2. Methods
In this part we of the paper we present a selection of methods and concepts typical for the end of the classical period, i.e. the late 80ties/early 90ties. This is for illustration only and is far from exhausting the problem.
2.1. How to practice the computational linguistics?
The basic methodological problem is how to practice computational linguistics. We will quote here two opinions, from two different epochs.

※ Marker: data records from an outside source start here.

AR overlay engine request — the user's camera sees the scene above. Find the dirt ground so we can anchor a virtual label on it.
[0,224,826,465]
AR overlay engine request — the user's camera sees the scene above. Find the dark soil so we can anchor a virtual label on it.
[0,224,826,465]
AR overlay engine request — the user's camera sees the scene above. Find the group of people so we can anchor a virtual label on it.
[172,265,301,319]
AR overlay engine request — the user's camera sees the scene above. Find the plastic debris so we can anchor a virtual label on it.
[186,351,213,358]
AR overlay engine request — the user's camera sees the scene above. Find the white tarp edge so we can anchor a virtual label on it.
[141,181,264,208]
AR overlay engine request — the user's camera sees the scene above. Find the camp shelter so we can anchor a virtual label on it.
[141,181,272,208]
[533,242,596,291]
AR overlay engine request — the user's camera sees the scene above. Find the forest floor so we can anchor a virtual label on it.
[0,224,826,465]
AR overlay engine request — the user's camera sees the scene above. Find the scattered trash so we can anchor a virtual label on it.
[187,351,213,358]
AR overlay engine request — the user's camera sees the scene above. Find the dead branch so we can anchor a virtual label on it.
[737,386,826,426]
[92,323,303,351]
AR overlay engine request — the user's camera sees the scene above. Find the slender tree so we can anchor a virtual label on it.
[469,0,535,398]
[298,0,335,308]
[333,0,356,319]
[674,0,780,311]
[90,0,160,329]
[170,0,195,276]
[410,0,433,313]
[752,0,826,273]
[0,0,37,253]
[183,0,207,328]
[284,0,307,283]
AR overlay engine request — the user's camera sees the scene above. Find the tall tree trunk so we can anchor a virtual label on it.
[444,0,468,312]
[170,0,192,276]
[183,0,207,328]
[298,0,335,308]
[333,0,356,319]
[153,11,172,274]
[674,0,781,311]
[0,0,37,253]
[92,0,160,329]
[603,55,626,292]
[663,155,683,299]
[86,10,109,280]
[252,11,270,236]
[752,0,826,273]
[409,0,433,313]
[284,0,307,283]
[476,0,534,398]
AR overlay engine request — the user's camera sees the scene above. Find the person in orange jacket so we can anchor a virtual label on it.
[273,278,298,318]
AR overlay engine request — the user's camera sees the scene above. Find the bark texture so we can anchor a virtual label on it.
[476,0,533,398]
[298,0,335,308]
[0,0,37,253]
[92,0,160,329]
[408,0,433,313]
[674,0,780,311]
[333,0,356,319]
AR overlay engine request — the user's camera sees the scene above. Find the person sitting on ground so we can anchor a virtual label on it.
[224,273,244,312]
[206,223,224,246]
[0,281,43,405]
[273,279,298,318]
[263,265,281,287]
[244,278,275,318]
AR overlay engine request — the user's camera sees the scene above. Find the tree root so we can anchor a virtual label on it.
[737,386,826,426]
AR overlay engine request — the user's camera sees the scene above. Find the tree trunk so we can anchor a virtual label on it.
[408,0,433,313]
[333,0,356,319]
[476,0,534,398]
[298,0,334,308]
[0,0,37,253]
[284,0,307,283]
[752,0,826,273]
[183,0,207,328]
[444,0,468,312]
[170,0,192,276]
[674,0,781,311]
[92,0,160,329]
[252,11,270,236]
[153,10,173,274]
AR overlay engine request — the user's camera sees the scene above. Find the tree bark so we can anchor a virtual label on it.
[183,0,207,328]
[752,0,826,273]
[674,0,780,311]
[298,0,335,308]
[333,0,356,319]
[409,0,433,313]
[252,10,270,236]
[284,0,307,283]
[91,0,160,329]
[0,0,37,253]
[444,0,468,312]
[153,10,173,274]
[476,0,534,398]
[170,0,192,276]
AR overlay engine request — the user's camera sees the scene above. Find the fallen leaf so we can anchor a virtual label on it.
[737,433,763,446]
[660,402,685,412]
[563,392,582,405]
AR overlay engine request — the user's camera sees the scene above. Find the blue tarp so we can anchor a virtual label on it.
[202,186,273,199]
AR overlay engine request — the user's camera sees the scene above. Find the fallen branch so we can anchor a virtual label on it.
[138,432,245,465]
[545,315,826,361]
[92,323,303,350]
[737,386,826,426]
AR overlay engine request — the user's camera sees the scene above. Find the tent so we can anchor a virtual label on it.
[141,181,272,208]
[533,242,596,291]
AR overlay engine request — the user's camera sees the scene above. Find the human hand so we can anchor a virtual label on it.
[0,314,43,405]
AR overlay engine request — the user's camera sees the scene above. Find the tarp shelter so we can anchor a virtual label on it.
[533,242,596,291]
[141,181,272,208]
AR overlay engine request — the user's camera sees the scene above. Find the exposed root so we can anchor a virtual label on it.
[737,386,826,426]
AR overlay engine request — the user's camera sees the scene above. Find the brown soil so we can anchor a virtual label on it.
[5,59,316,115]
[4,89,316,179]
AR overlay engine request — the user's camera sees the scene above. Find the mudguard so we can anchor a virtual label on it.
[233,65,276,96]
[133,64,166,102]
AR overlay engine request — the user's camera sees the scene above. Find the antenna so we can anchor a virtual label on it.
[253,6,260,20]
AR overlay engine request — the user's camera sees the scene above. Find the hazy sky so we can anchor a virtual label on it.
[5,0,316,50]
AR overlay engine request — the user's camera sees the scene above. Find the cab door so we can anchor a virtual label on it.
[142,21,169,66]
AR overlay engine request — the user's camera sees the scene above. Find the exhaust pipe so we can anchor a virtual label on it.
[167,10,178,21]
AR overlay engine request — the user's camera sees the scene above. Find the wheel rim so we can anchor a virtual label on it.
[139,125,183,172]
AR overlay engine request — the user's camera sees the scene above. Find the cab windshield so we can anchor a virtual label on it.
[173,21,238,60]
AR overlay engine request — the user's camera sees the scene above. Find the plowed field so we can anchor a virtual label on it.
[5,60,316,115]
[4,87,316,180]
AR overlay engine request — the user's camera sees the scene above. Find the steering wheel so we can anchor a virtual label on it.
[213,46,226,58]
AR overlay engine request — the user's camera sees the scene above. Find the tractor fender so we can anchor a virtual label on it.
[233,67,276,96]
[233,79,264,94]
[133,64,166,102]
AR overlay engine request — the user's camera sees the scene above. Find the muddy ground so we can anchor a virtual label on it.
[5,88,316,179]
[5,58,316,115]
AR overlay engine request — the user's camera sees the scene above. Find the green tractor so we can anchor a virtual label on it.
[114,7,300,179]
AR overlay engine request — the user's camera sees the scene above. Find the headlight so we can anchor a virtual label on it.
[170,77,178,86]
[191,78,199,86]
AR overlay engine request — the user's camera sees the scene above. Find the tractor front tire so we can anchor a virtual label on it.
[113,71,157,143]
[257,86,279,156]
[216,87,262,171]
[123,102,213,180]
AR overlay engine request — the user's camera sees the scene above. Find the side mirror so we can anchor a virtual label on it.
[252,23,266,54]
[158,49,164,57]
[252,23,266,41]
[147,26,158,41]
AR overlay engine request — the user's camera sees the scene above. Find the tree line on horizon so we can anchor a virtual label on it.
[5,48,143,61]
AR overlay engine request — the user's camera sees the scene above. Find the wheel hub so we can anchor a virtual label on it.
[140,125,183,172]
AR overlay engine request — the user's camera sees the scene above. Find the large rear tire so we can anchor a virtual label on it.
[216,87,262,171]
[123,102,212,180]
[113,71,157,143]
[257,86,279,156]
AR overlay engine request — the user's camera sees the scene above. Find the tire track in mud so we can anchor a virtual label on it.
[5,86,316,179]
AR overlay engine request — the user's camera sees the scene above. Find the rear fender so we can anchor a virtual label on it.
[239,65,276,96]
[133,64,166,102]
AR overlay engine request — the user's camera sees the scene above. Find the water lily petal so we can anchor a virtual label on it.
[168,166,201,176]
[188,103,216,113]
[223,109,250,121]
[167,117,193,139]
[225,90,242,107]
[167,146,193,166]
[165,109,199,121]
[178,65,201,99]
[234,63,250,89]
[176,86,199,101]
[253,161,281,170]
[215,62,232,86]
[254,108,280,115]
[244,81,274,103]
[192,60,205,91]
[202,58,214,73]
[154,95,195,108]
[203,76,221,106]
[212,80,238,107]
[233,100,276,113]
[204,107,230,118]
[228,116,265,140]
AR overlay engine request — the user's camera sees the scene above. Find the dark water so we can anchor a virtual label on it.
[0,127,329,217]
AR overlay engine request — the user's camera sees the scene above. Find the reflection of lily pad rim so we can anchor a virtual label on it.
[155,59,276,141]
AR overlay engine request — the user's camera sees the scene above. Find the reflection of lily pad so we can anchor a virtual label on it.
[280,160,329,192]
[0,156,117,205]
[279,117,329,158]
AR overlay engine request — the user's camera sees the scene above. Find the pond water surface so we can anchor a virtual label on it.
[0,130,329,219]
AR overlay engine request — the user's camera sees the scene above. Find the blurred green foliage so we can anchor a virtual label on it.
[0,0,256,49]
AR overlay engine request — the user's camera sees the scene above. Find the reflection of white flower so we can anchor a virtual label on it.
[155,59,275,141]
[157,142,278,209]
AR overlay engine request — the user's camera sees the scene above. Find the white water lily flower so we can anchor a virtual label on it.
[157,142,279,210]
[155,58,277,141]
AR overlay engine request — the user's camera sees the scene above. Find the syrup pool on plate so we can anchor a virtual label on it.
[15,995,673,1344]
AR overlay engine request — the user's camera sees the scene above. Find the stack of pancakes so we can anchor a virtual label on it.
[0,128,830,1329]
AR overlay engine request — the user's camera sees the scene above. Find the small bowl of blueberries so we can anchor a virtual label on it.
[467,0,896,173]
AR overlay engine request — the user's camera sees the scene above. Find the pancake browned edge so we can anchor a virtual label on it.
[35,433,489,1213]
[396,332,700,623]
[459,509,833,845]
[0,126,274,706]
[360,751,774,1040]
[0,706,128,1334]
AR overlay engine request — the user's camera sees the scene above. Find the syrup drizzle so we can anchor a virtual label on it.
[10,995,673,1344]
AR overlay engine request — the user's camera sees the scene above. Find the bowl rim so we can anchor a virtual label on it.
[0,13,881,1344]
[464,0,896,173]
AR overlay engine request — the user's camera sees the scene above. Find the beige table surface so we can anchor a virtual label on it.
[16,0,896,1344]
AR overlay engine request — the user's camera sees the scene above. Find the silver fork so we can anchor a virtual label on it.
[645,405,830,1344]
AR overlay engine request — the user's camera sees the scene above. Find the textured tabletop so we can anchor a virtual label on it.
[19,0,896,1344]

S. Ceccato (one of the machine translation pioneers, 1956) postulated "research on the nature of thought (...) with as objective construction of artefacts able to perform some of our mental operations and give them a mental expression ". 42
R. Schank (one of pioneers of Cognitive Science) wrote in 1980 in "Language and Memory" the following: "The theory I have been trying to built here is an attempt to account for the facts of memory to the extent that they are available (...) I do not believe that there is any other alternative available to us in building intelligent machines other than modelling people."43
Let us remark that the position of Schank is very clear and goes far beyond the requirements of Turing style methodology where the Turing test is considered as the basic intelligence measuring tool. Still, "modelling people" continues to be a weak point of this methodology because with our today we do not have a satisfactory knowledge about the basic human mental aptitudes (recognition, logical inference, decision taking). The existing theories are speculative and vague. Also there is a lack of experimental and observational research to give a solid basis for such a theory. This problem had been identified already long time ago and motivated a number of CL researchers to try to fill the gap.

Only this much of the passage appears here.